The Supreme Court on Thursday ruled against a man trying to trademark the phrase “Trump too small” for T-shirts and hats.
The court was unanimous in the decision not to invalidate a federal law that makes it a requirement to have a living person’s written consent to use his or her name for a trademark — but the justices wrote separately on how they reached that conclusion.
The dispute came to the court after Steve Elster moved to register “Trump too small” to use on products, but the U.S. Patent and Trademark Office rejected his request. He claimed the denial ran afoul of his First Amendment rights.
At issue in the case is part of the Lanham Act, which governs trademarks.
The law says the Patent and Trademark Office should refuse to register a trademark that “consists of or comprises a name, portrait or signature identifying a particular living individual except by his written consent.” The prohibition has been in effect since 1946.
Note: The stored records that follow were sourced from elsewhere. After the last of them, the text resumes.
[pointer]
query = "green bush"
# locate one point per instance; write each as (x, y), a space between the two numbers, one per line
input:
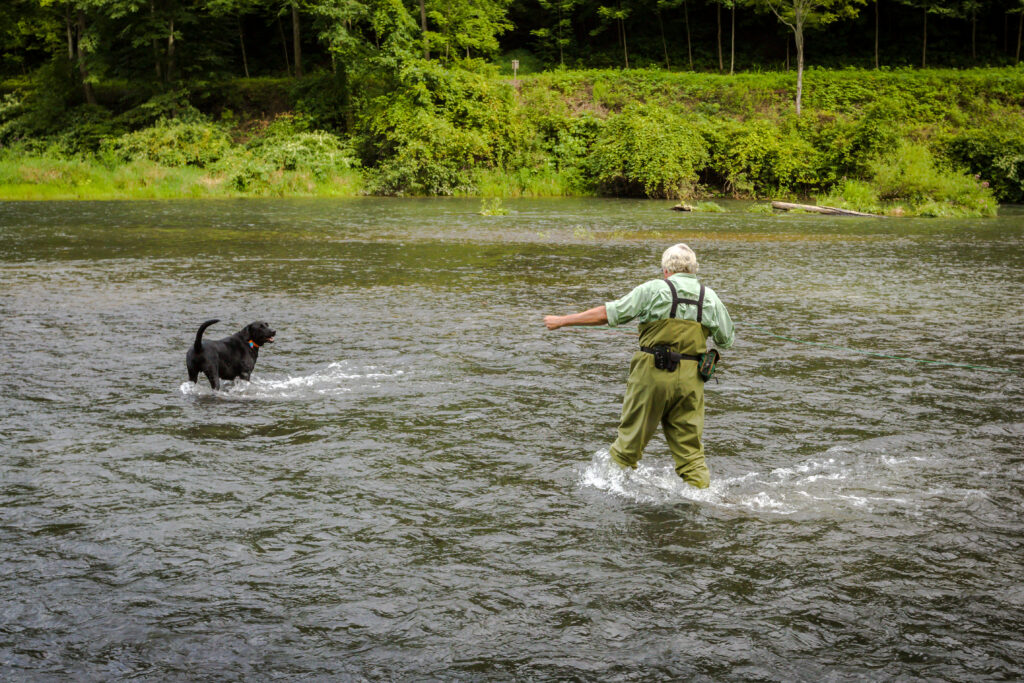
(761, 159)
(170, 143)
(911, 176)
(438, 125)
(647, 152)
(996, 155)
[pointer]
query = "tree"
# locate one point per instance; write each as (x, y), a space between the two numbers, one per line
(559, 35)
(800, 14)
(942, 7)
(615, 15)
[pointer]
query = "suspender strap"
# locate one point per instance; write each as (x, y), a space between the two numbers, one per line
(698, 302)
(672, 354)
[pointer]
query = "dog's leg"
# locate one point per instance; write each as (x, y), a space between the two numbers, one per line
(214, 379)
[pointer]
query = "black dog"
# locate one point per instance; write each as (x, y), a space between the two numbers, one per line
(228, 357)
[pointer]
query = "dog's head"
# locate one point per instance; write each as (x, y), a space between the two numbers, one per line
(259, 333)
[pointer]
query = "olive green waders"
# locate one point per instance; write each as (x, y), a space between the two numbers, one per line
(673, 398)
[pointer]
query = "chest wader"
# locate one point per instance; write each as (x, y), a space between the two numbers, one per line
(673, 397)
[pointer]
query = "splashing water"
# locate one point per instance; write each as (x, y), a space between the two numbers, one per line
(337, 378)
(816, 487)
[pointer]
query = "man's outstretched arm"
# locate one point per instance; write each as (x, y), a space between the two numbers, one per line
(597, 315)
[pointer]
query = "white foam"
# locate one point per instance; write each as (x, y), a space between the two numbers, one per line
(817, 486)
(336, 379)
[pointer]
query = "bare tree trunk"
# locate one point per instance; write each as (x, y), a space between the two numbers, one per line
(284, 47)
(924, 42)
(718, 13)
(297, 49)
(626, 52)
(90, 95)
(156, 44)
(242, 42)
(689, 49)
(974, 34)
(732, 41)
(423, 28)
(1020, 35)
(799, 39)
(665, 45)
(71, 38)
(170, 51)
(877, 33)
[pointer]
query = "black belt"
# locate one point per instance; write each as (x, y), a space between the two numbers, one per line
(672, 354)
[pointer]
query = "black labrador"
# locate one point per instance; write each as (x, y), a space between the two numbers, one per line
(228, 357)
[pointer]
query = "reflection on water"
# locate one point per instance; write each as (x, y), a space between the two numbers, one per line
(415, 483)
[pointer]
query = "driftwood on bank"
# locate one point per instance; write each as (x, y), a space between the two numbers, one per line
(832, 211)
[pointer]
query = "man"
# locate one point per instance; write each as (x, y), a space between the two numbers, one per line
(677, 314)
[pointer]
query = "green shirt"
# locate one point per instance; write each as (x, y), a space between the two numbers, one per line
(652, 301)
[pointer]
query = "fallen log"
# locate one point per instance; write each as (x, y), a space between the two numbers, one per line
(832, 211)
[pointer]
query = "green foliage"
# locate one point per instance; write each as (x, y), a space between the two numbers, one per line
(287, 144)
(170, 143)
(762, 159)
(434, 129)
(647, 152)
(911, 178)
(995, 153)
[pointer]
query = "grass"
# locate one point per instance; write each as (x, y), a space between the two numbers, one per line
(42, 178)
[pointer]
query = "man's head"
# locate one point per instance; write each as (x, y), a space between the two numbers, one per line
(679, 258)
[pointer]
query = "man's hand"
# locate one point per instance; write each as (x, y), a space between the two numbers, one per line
(597, 315)
(554, 322)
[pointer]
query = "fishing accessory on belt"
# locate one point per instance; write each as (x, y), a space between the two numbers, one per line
(666, 358)
(708, 363)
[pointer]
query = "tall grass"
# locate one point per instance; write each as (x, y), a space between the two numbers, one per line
(43, 178)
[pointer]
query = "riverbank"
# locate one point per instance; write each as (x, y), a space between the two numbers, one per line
(931, 142)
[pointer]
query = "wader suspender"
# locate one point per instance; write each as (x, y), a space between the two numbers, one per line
(665, 357)
(676, 301)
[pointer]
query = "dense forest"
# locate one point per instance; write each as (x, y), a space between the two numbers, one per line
(675, 98)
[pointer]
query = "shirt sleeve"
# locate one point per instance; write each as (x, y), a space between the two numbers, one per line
(725, 333)
(631, 305)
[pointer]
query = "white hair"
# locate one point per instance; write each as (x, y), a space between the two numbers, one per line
(679, 258)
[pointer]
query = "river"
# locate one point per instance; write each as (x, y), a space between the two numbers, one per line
(416, 485)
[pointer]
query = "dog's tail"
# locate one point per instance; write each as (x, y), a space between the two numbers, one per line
(199, 335)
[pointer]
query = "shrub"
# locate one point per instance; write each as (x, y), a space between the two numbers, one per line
(437, 126)
(996, 155)
(911, 175)
(170, 143)
(646, 151)
(760, 160)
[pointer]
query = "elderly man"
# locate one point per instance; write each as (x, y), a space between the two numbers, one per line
(676, 314)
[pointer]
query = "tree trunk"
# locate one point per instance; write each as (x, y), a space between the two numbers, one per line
(156, 43)
(689, 48)
(242, 42)
(732, 41)
(718, 13)
(90, 95)
(1020, 35)
(284, 47)
(877, 33)
(561, 54)
(71, 36)
(297, 49)
(423, 28)
(924, 42)
(170, 51)
(799, 39)
(665, 45)
(974, 34)
(626, 52)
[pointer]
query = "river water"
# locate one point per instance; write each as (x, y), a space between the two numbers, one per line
(416, 485)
Justice Clarence Thomas, who authored the court’s majority opinion, reasoned the law doesn’t discriminate on viewpoint, so there’s no First Amendment violation.
He also said historically people have had a right to use and protect their own name and reputation.
“The names clause reflects this common-law tradition by prohibiting a person from obtaining a trademark of another living person’s name without consent, thereby protecting the other’s reputation and goodwill,” he wrote.
Justice Amy Coney Barrett, who was joined in part by Justices Sonia Sotomayor, Elena Kagan and Ketanji Brown Jackson, wrote separately, saying the majority opinion didn’t need to revisit the history and traditions of trademark law to reach its conclusion.
“I would adopt a standard, grounded in both trademark law and First Amendment precedent, that reflects the relationship between content-based trademark registration restrictions and free speech. In my view, such restrictions, whether new or old, are permissible so long as they are reasonable in light of the trademark system’s purpose of facilitating source identification,” she wrote.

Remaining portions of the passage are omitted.